Avvisi della Questura con conseguente chiusura per una sala scommesse a Pordenone. «Licenza revocata ex articolo 9 e 10 del Tulps», si legge. È la seconda volta che l’attività chiude i battenti. Già il 5 marzo la Questura aveva disposto la revoca della licenza di esercizio, motivandola con l’accertamento, all’interno dei locali, della presenza di sei minorenni (trovati dalla polizia locale).

Il titolare – si legge sul Messaggero Veneto – aveva «dichiarato agli agenti accertatori che i giovani erano abituali frequentatori della sala scommesse, in quanto egli riteneva fossero maggiorenni», ha scritto il Tar nella sentenza con la quale il 17 luglio ha poi annullato la revoca, obiettando che mancava l’intervento da parte dell’Amministrazione autonoma dei monopoli di Stato.

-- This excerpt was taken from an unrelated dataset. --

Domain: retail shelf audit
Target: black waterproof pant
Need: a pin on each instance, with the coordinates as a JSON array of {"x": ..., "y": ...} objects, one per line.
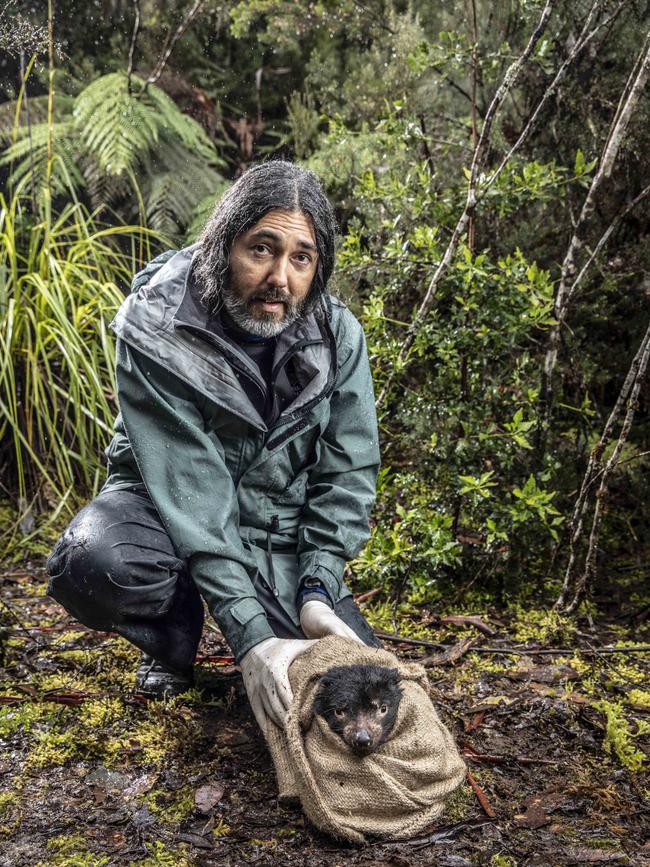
[{"x": 115, "y": 569}]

I giudici hanno peraltro ricordato nella sentenza come il centro scommesse fosse recidivo, essendo già incorso nella medesima violazione il 3 ottobre 2018 (all’epoca la sala era rimasta chiusa per 10 giorni) e come «il gestore non avesse effettuato alcuna verifica» sull’età dei sei ragazzi.

Stavolta si è mossa pure l’Agenzia delle dogane e dei monopoli di Stato, ravvisando come fossero venuti meno i requisiti per la prosecuzione dell’attività. Dopo aver ricevuto la comunicazione dall’Agenzia, la Questura ha provveduto alla revoca della licenza di esercizio delle scommesse.